Diante de tantos problemas envolvendo a adaptação do ensino das universidades federais para a educação remota, as opiniões dos alunos sobre o EAD é negativa. Pela quantidade de aulas práticas e pelo curso de Medicina depender muito de uma vivência presencial, Gabriel acredita que não seria possível que todas as matérias fossem feitas a distância. “O ensino remoto fornece algumas alternativas, mas é só até certo ponto. De um ponto para lá, a gente não pode contar com ele”, analisa.

Para Fernando, a falta do convívio diário com os colegas também é algo muito prejudicial: “Sinto muita falta de um contato físico.

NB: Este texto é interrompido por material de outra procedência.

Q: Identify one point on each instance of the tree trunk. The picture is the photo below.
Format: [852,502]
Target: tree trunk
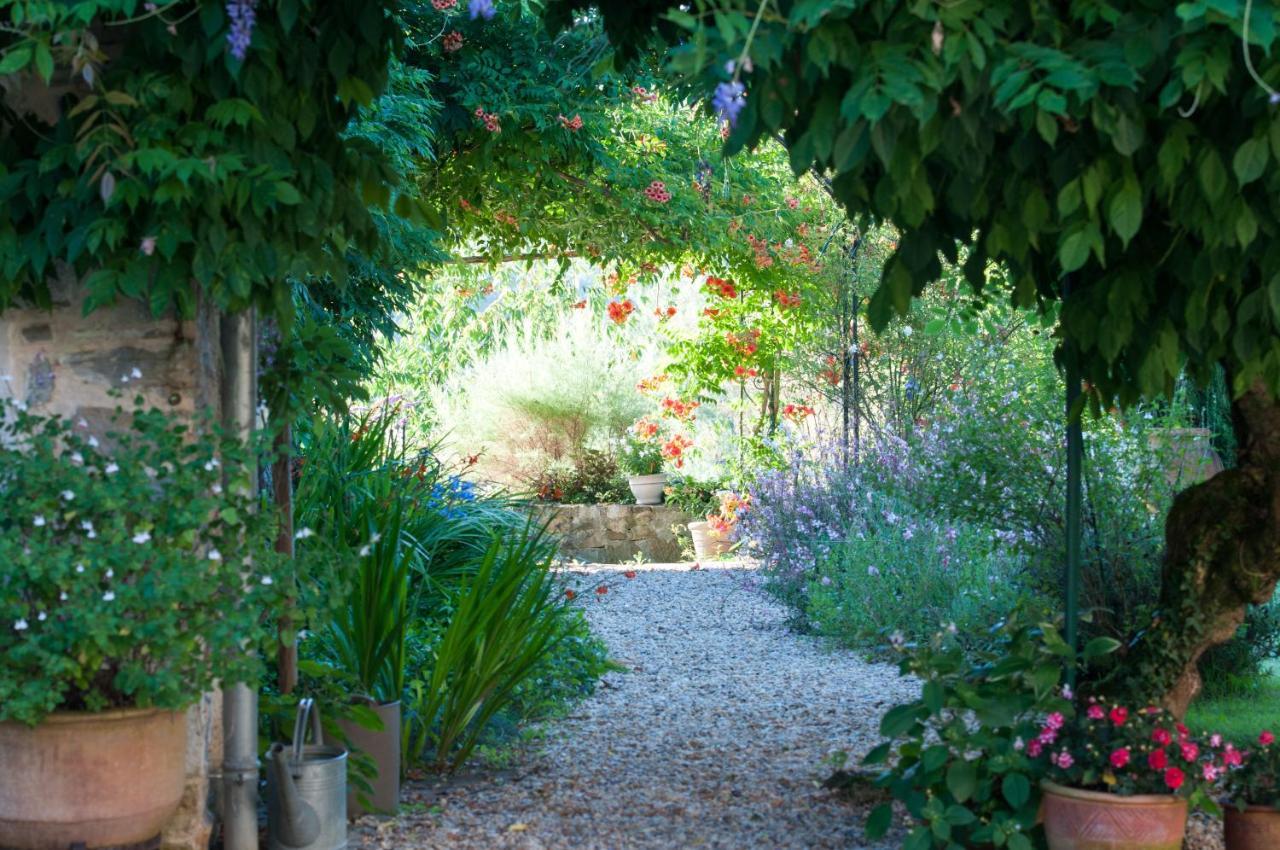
[1223,553]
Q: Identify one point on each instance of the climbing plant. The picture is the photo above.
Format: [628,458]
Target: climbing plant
[149,145]
[1124,149]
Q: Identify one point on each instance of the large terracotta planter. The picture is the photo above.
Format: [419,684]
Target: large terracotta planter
[1255,828]
[707,543]
[90,780]
[648,489]
[1077,819]
[383,746]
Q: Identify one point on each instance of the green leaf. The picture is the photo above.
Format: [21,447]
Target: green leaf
[1100,647]
[1016,789]
[1074,250]
[1124,213]
[961,780]
[880,821]
[16,59]
[286,193]
[1249,160]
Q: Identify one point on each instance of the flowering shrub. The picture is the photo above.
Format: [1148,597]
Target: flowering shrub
[1109,746]
[956,757]
[133,570]
[1253,777]
[910,574]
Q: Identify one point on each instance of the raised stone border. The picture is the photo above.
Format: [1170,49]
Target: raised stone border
[616,533]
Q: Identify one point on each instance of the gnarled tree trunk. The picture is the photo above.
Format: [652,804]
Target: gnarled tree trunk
[1223,553]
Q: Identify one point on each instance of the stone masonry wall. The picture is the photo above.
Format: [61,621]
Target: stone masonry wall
[616,533]
[63,361]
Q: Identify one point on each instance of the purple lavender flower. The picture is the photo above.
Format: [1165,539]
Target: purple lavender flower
[243,16]
[728,101]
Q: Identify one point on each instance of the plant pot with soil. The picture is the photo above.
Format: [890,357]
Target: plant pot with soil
[643,457]
[1252,814]
[1120,778]
[124,595]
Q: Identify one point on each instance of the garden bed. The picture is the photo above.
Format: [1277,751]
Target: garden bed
[616,533]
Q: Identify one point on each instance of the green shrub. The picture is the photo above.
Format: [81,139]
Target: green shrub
[504,622]
[912,575]
[123,577]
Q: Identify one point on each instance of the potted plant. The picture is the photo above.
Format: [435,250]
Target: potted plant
[641,458]
[133,576]
[1252,817]
[1119,778]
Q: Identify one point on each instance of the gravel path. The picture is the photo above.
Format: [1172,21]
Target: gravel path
[713,737]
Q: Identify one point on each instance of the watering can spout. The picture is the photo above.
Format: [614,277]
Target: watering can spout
[297,823]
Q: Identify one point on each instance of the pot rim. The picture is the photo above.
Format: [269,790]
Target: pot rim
[112,716]
[647,479]
[1111,799]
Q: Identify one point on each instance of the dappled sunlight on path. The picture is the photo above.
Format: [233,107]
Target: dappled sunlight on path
[712,737]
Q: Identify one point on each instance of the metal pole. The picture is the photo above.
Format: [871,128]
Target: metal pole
[240,702]
[1074,501]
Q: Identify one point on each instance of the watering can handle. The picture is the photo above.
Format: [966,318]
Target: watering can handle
[306,711]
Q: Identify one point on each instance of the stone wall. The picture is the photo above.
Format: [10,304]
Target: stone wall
[616,533]
[65,362]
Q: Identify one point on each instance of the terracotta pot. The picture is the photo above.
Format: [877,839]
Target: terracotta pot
[383,748]
[90,780]
[1255,828]
[707,543]
[648,489]
[1077,819]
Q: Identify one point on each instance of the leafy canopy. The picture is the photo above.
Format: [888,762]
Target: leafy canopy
[1125,147]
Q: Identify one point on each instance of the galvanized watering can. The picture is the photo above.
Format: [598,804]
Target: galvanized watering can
[306,789]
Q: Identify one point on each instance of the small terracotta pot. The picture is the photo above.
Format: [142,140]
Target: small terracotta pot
[92,780]
[1255,828]
[648,489]
[384,748]
[1077,819]
[707,543]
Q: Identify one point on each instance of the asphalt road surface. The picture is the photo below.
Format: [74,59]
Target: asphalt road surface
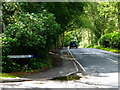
[100,65]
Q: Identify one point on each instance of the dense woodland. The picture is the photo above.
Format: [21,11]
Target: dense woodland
[35,28]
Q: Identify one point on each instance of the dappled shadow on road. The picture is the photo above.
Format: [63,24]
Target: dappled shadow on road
[60,89]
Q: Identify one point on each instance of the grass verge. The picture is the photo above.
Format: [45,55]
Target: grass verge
[5,75]
[67,78]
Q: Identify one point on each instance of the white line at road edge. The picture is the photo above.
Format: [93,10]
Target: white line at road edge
[83,70]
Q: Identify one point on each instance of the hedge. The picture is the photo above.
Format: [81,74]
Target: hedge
[111,40]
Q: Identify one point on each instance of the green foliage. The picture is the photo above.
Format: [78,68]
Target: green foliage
[110,40]
[29,34]
[5,75]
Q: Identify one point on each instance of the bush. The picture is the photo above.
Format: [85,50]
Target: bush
[31,34]
[111,40]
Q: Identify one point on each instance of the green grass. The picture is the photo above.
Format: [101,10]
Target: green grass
[5,75]
[107,49]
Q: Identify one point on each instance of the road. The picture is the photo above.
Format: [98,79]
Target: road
[101,66]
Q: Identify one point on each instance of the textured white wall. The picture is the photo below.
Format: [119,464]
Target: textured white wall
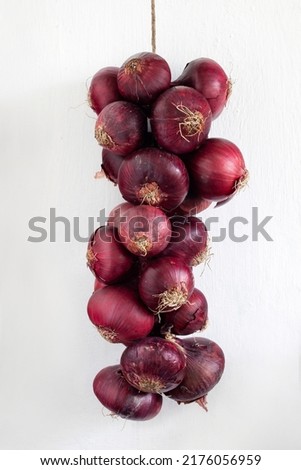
[49,352]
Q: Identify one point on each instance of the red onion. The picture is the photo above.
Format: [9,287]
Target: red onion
[145,230]
[121,127]
[106,257]
[152,176]
[166,284]
[119,315]
[217,169]
[207,77]
[188,240]
[143,77]
[193,205]
[181,119]
[205,366]
[188,319]
[116,216]
[103,89]
[98,284]
[153,365]
[116,394]
[110,164]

O olho no olho com o professor faz toda a diferença no aprendizado. O convívio com os colegas, as piadas em sala de aula, tudo faz falta”. Ele afirma que até consideraria fazer algum curso a distância, porque viu que há tecnologia suficiente para que o EAD funcione. Porém, ele defende que não é a mesma coisa que ter aulas presencialmente.

Ana Letícia também tem uma visão pessimista dessa modalidade de ensino. “Se tem uma coisa que a educação remota me ensinou é que ela é somente uma forma de precarização do ensino. Uma universidade sem nenhum preparo prévio, com professores muito inteligentes, mas com dificuldade de ligar um retroprojetor na sala, não tem como fornecer a mesma qualidade de ensino do que o presencial”, critica.

Já Ana Laura, entende que os impactos desse tipo de educação são bem mais profundos: “Acho que os problemas do EAD vão muito além dessa falta de democratização ao ensino, da falta de aparelhos eletrônicos e internet, a gente tem que entender que as pessoas não são máquinas. Ter acesso aos aparatos às vezes não é suficiente, tem toda a parte psicológica que precisa ser levada em consideração”.